An exhibit at the Muskegon County Museum, “Coming to the Lakes,” traces the area’s history from 10,000 years ago when mastodons roamed the area to the current flow of tourists to our sugar-sand beaches.
In between, Ottawa and Chippewa Indians, French fur trappers, lumber barons and manufacturers all have used the lakes and rivers to create jobs and a lively community for their workers and their families. The lakes and rivers have been highways for birchbark canoes, Great Lakes cruise ships and ocean-going freighters.
French fur trappers exploring the Muskegon River named what is now Muskegon in the 1600s. Legend holds the name is derived from an American Indian phrase meaning “river of marshes.”
The earliest known European resident in the county was Edward Fitzgerald, a fur trader and trapper who visited the Muskegon area in 1748 and died here. Other traders also are known to have established posts here.

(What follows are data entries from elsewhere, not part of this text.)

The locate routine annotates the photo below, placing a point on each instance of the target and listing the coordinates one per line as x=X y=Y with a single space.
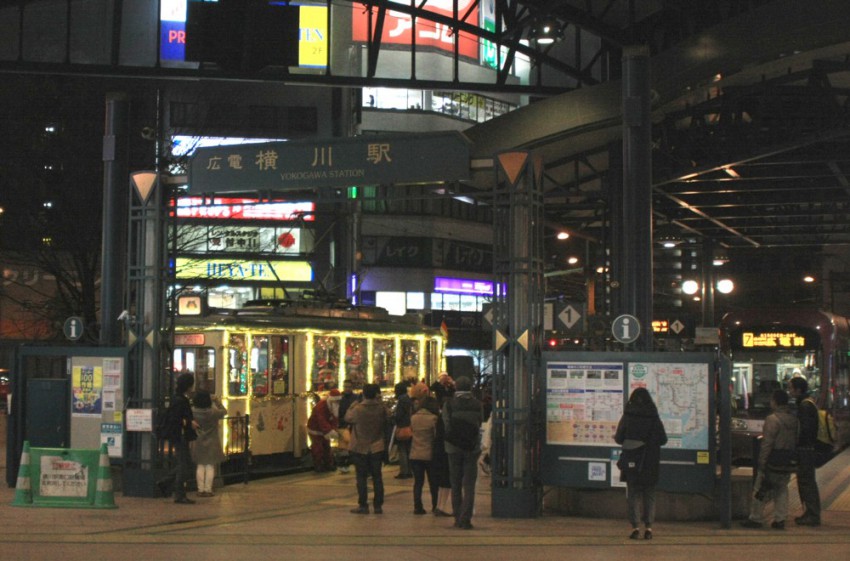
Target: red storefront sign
x=398 y=27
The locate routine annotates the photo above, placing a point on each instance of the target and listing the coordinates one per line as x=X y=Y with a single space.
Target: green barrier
x=64 y=478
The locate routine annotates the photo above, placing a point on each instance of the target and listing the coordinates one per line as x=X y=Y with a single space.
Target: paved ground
x=305 y=516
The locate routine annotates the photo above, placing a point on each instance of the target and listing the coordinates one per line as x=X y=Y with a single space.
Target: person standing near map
x=641 y=434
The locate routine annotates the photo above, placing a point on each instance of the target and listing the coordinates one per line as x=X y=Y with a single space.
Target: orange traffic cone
x=103 y=495
x=23 y=487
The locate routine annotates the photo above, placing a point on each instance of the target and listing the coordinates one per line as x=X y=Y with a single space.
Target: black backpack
x=163 y=430
x=462 y=432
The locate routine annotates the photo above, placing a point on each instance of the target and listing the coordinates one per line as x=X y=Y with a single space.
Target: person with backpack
x=180 y=432
x=462 y=416
x=641 y=434
x=775 y=464
x=807 y=484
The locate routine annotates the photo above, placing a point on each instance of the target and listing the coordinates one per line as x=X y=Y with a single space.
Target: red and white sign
x=243 y=209
x=398 y=27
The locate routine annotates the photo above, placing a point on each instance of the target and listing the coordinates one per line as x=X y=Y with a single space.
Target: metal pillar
x=636 y=214
x=146 y=380
x=707 y=281
x=518 y=334
x=115 y=169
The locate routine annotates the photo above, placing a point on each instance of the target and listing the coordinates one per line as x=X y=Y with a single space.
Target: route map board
x=680 y=391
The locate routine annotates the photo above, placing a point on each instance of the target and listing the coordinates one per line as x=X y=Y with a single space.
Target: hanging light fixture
x=668 y=236
x=546 y=31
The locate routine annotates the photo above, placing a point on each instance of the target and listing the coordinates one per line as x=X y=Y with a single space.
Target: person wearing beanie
x=424 y=423
x=462 y=416
x=206 y=451
x=322 y=427
x=401 y=419
x=367 y=419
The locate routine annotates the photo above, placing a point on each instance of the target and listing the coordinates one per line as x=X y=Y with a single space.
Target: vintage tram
x=770 y=346
x=271 y=360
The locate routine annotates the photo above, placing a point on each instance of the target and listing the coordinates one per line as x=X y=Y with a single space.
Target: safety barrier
x=62 y=477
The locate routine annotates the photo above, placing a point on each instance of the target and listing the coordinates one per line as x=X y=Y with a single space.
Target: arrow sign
x=569 y=316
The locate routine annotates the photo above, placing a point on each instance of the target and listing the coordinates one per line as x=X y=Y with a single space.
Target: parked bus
x=271 y=360
x=767 y=348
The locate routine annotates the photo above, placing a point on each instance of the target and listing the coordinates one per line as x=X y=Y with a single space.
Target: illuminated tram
x=268 y=360
x=767 y=348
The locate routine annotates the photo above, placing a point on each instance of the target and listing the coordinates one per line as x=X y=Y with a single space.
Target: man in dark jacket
x=181 y=431
x=640 y=430
x=807 y=484
x=462 y=417
x=367 y=419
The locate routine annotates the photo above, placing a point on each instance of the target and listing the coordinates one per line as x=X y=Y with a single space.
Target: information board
x=584 y=402
x=680 y=391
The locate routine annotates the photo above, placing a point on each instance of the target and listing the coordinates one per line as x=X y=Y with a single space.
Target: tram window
x=356 y=361
x=198 y=361
x=410 y=360
x=383 y=362
x=279 y=351
x=325 y=363
x=260 y=365
x=237 y=367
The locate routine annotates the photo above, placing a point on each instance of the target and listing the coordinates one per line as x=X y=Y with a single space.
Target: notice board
x=585 y=397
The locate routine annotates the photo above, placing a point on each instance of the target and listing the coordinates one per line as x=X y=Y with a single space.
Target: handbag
x=782 y=460
x=631 y=461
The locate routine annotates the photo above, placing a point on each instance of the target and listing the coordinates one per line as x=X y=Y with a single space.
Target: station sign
x=332 y=162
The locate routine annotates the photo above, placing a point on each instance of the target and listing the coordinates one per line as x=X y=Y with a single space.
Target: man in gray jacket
x=779 y=433
x=368 y=418
x=462 y=416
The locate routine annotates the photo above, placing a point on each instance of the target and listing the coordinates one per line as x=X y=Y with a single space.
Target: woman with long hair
x=641 y=434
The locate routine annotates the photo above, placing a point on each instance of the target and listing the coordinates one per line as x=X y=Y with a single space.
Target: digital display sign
x=773 y=339
x=312 y=42
x=463 y=286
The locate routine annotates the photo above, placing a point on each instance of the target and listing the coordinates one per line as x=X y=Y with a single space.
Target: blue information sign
x=373 y=160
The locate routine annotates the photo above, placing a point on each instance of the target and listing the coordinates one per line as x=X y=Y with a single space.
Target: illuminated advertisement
x=243 y=239
x=313 y=40
x=232 y=208
x=774 y=339
x=399 y=30
x=244 y=270
x=463 y=286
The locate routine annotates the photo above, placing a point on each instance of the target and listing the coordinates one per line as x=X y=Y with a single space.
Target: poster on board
x=584 y=402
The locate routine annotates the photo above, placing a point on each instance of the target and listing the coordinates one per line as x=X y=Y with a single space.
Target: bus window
x=325 y=363
x=356 y=361
x=383 y=362
x=198 y=361
x=237 y=368
x=409 y=360
x=260 y=365
x=279 y=351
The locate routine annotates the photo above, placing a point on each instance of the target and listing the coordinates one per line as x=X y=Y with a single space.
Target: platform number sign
x=73 y=328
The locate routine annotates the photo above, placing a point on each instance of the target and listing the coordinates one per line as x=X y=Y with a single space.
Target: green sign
x=372 y=160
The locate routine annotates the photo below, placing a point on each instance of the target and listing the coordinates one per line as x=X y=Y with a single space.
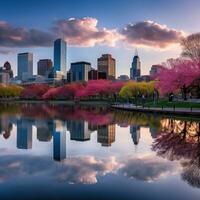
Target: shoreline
x=168 y=111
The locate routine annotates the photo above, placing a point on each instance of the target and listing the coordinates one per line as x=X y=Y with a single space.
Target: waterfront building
x=60 y=56
x=135 y=133
x=24 y=134
x=102 y=75
x=145 y=78
x=107 y=64
x=106 y=134
x=79 y=71
x=79 y=130
x=154 y=70
x=93 y=74
x=25 y=66
x=44 y=67
x=6 y=73
x=135 y=70
x=123 y=78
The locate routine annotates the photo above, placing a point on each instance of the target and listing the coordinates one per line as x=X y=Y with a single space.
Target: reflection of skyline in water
x=173 y=139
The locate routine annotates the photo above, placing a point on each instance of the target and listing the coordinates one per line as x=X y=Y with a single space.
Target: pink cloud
x=151 y=34
x=84 y=32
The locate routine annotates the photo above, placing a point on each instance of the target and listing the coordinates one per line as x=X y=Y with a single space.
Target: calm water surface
x=61 y=152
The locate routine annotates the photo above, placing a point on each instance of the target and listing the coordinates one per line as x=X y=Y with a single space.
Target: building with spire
x=135 y=71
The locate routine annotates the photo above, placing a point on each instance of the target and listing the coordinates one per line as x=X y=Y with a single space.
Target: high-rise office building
x=135 y=71
x=154 y=70
x=24 y=134
x=107 y=64
x=79 y=130
x=135 y=132
x=25 y=66
x=59 y=145
x=60 y=56
x=44 y=67
x=79 y=71
x=106 y=134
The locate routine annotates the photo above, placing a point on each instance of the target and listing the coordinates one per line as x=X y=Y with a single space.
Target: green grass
x=178 y=104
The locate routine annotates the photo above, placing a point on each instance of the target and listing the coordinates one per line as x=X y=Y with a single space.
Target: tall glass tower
x=135 y=71
x=60 y=55
x=25 y=66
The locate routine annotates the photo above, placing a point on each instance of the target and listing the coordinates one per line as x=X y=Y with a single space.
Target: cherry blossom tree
x=177 y=75
x=34 y=91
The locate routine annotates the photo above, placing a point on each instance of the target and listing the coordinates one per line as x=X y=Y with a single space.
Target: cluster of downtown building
x=49 y=72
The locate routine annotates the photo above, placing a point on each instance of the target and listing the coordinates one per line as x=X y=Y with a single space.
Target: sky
x=95 y=27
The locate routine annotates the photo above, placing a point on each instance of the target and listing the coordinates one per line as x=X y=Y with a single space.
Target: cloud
x=148 y=168
x=84 y=32
x=11 y=36
x=151 y=34
x=72 y=170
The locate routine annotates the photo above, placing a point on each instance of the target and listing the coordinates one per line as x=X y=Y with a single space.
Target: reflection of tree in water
x=180 y=140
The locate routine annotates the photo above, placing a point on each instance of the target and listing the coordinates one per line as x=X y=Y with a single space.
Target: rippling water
x=63 y=152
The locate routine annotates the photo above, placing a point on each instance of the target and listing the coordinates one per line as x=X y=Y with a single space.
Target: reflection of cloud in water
x=72 y=170
x=148 y=168
x=84 y=169
x=191 y=173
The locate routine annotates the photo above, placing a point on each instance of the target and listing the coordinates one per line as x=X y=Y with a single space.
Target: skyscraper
x=60 y=56
x=106 y=134
x=107 y=64
x=135 y=132
x=79 y=71
x=135 y=71
x=25 y=66
x=79 y=130
x=59 y=145
x=44 y=66
x=24 y=134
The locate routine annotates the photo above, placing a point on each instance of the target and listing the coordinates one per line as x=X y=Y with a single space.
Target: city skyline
x=100 y=33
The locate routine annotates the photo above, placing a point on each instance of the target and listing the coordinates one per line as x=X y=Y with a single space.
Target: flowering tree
x=99 y=88
x=34 y=91
x=177 y=75
x=137 y=89
x=7 y=91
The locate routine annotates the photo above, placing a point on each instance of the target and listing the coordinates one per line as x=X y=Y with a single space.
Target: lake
x=55 y=151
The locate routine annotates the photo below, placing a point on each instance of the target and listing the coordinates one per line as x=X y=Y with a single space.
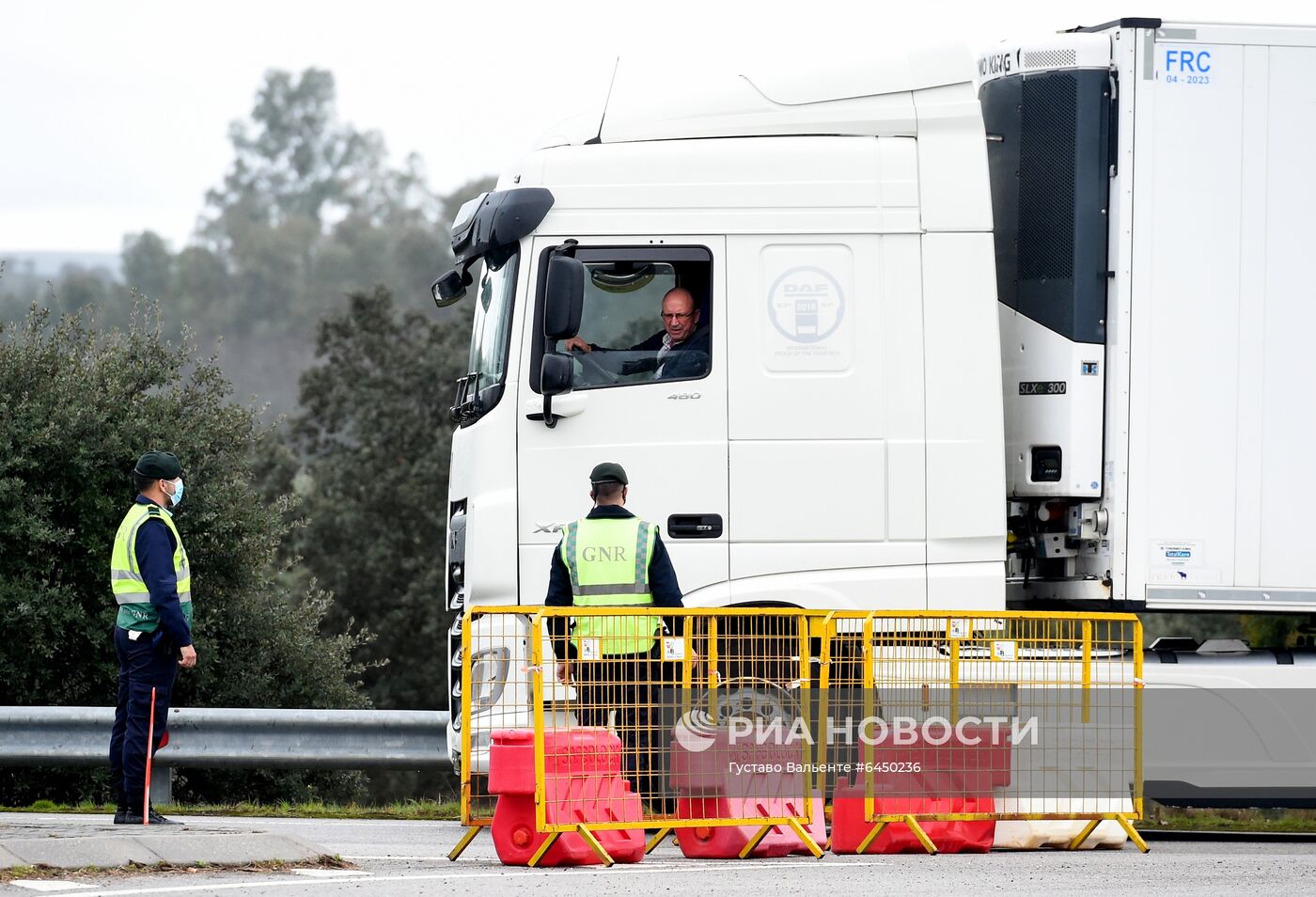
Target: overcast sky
x=114 y=116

By 1837, the lumber boom initiated what some consider the most romantic historical period of the region. In fact, a favorite destination of today’s tourists is the Hackley & Hume site, the restored Queen Anne homes of Muskegon’s two most famous lumbermen.
The local lumber industry reached its peak in the mid-1880s when 47 sawmills surrounded Muskegon Lake and another 16 dotted the shores of White Lake just to the north. Muskegon was dubbed the “Lumber Queen of the World” when 665 million board feet were cut in 1887.
At the beginning of the 20th century, the lumber era had faded away and Muskegon was well on its way to becoming a diversified industrial center, having attracted such firms as furniture maker Shaw-Walker, bowling lane and bowling ball supplier Brunswick, Campbell, Wyant and Cannon, Continental Motors, auto supplier SPX and the Central Paper Mill to the area. The Great Depression of the 1930s undermined much of that economic development, but the area rebounded during World War II when Muskegon became an “arsenal of Democracy,” manufacturing airplane and tank engines.
Now, the county’s leading employer is Howmet Castings in Whitehall, an Alcoa company that makes casting parts for turbine engines for the aerospace industry. Other major industrial plants produce chemicals, plastics and metal fabrication.
As Muskegon looks to the future, two new facilities have been established on Muskegon Lake that will help lead the way. The Grand Valley State University Annis Water Resources Institute studies the health of the state’s lakes. And GVSU’s Michigan Alternative and Renewable Energy Center is researching alternative energy sources.
Both buildings host community events as well as scientific lectures and meetings. They’re worth a visit when you’re in town just to see their architecture and modernistic energy generation systems.
The area also has drawn numerous students to its two home-grown colleges — Muskegon Community College and Baker College — as well as branches of state educational institutions like Western Michigan and Ferris State universities.
Today, Muskegon is the perfect place for those looking for a balance between urban amenities and easy access to recreational activities.